Además, España es, dentro de la Unión Europea, uno de los que dedican menos esfuerzo a la formación continua de los trabajadores adultos. En Alemania, el tiempo destinado a formación equivale al 9% de la jornada de trabajo de los ocupados, mientras que en España no llega al 1%. Esta carencia viene a acrecentar aquella desventaja de forma acumulativa, Los frenos a la movilidad de la fuerza de trabajo ocupada han venido siendo la respuesta a la ansiedad del colectivo de población en edad madura de quedar atrapado en situaciones de paro si son despedidos, ya que sus cualificaciones han sido adquiridas mayoritariamente en y por el trabajo y son específicas de la empresa en la que trabajan, de modo que la dificultad de reutilización de su capacidad productiva hace aumentar desproporcionadamente el riesgo de desempleo de larga duración en caso de pérdida del puesto de trabajo.

Supongamos que las empresas ya están utilizando plenamente a la población empleada y que una disminución del 9% de la jornada de trabajo efectiva les obliga a aumentar sus plantillas en esa misma proporción, contratando a nuevos trabajadores para sustituir el tiempo de trabajo perdido. Supongamos también que tal situación se hace con trabajadores jóvenes, dada su disponibilidad para el empleo y su buena preparación. ¿Cómo podría desencadenarse esta dinámica, de manera que todos los participantes actuasen movidos por incentivos, sin tener que obligarles a hacerlo?

Una propuesta podría ser la siguiente: la negociación colectiva podría fijarse como objetivo para el año 2000 que todos los ocupados dispusieran de un crédito de 153 horas anuales para formación, que se corresponde con el 9% de la jornada anual de trabajo (nótese que esto es muy parecido al programa francés de reducción de la jornada a 35 horas ese mismo año). Este objetivo podría alcanzarse de forma progresiva, generando un crédito acumulativo de 51 horas al año -un 3% de la jornada-, y negociando las correspondientes contrapartidas salariales. Como suponemos que la empresa tendría que contratar a nuevos trabajadores para cubrir sus necesidades, los costes laborales aumentarían en un 3% anual si los nuevos empleados recibieran el mismo salario que los antiguos. Pero la empresa conseguiría también otras ventajas, porque la edad media de su plantilla se rejuvenecería y los trabajadores maduros, a medida que fueran mejorando su formación, prestarían un trabajo de mayor calidad, lo que reduciría costes y mejoraría la posición competitiva de la empresa en el mercado, de modo que ésta no tendría que exigir una compensación total de los costes adicionales. Además, el Gobierno podría bonificar durante algún tiempo las cotizaciones sociales de los nuevos empleados, ya que de este esfuerzo se derivarían grandes beneficios sociales (menos desempleo, menor presión sobre el sistema educativo y nuevas cotizaciones).

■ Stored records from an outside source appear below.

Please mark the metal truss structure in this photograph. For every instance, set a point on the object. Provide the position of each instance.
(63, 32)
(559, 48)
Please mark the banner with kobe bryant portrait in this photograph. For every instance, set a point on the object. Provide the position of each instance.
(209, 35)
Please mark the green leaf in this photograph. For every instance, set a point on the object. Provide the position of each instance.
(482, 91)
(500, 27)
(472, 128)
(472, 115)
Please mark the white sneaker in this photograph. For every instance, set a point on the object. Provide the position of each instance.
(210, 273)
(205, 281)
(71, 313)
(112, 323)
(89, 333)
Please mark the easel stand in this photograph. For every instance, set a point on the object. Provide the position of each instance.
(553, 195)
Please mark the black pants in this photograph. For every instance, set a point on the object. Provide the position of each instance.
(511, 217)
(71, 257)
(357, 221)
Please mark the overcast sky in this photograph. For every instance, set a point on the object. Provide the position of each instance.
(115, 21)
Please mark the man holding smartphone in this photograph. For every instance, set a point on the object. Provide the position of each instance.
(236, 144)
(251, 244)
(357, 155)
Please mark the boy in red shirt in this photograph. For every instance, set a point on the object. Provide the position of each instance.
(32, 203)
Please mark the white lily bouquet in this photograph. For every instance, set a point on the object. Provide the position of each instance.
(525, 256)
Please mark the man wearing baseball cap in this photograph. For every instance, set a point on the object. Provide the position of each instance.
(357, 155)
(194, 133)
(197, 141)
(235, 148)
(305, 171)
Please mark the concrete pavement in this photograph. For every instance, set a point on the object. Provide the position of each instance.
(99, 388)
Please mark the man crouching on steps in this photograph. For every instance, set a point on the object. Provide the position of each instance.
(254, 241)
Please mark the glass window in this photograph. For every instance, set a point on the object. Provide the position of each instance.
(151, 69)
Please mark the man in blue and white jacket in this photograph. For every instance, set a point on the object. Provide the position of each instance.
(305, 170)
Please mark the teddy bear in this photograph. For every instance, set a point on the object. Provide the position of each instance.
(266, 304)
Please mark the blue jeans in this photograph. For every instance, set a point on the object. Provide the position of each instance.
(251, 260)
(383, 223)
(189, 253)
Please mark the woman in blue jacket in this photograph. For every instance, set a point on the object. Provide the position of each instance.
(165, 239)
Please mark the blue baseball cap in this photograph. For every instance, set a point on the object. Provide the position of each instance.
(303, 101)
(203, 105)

En suma, el coste adicional de este programa podría repartirse entre todos los participantes: moderando el crecimiento esperado de los salarios de los ya empleados, aceptando salarios de entrada algo más bajos, aumentando algo el coste laboral de la empresa -con cargo a las mejoras de calidad esperadas- y renunciando el Gobierno a parte de los ingresos por cotizaciones. En contrapartida, todos ganarían, y especialmente los trabajadores ocupados, que prestarían menos trabajo efectivo y dispondrían de mayores oportunidades de permanencia, en el empleo y de promoción. Esta es la primera medida de reparto de trabajo a la holandesa, cuyos principios también resultan aplicables a los contratos de relevo, especialmente en el momento en que la reforma del sistema de pensiones introduzca incentivos para prolongar la edad de jubilación.

También podríamos imitar a los holandeses dando incentivos suficientes para hacer crecer sustancialmente el trabajo a media jornada. Esto tendría algún coste organizativo para las empresas, pero comportaría ventajas de mayor flexibilidad y productividad, ya que está demostrado que dos trabajadores a media jornada rinden más que uno a tiempo completo, siempre que no haya discriminación entre ellos y que ambos tengan empleos estables. Puede incentivarse el uso de esta modalidad reduciendo en cinco puntos las cotizaciones de los trabajadores a media jornada. El aumento del número de cotizantes y la disminución de gastos de desempleo que se derivaría de este programa compensaría con creces su coste. Además, mejoraría la calidad de vida de muchas personas que prefieren o necesitan trabajar sólo una parte de la jornada y que ahora no trabajan y dependen de los ingresos de otros miembros de la familia.

¿Cómo facilitar la vuelta al trabajo de los trabajadores menos cualificados que ya han perdido su empleo y no ven perspectiva alguna de salir de la situación de paro de larga duración? También aquí es ilustrativo el ejemplo holandés. Las empresas sólo contratan a estos trabajadores si se les permite hacerlo a un coste muy inferior al que supone contratar a otros mejor cualificados, pero eso significaría, probablemente, abonar salarios insuficientes para motivar al trabajador, ya que no bastarían para vivir decentemente. En Holanda -y en otros países- este problema se está resolviendo concediendo una subvención permanente que compensa la pérdida en que incurre la empresa al contratar a estos trabajadores. Cuando la subvención es inferior al subsidio de desempleo que perciben los desempleados de larga duración, la medida se autofinancia. Si éste no es incentivo suficiente, hay que incurrir en algún coste adicional, pero no es muy elevado y de él se derivan beneficios sociales -y nuevas cotizaciones- que lo compensan. Varios estudios indican que lo mejor es que la subvención sea entregada directamente por el Gobierno al trabajador que abandona la situación de desempleo de larga duración y acepta un contrato especial, con salario inferior al convencional. Esto sólo se puede hacer si la negociación colectiva permite a la empresa suscribir este tipo de contratos. En caso contrario, la única forma de aplicar el programa consiste en que la empresa pague todo el salario fijado en el convenio, compensándola con una subvención o una reducción de sus cuotas fiscales o sociales.

La filosofía que subyace a este conjunto de políticas no es otra que la de sustituir la mentalidad de asistencialismo social hacia los desempleados por otra basada en el criterio de creación e igualación de oportunidades de empleo para todos. Amartya Sen -un gran economista ¡al que tampoco este año le han dado el Premio Nobel!- señalaba recientemente en Lisboa que, por contraposición a lo que ocurre en Norteamérica, en donde existe pleno empleo pero a cambio de que los empleados menos cualificados reciban salarios de pobreza, el principal imperativo ético al que se enfrenta la sociedad europea es el abandono del paternalismo y la adopción de una filosofía de política social orientada hacia la eliminación de la dependencia y hacia la consecución de la plena autonomía individual por el empleo.

Álvaro Espina fue secretario general de Empleo entre 1985 y 1991.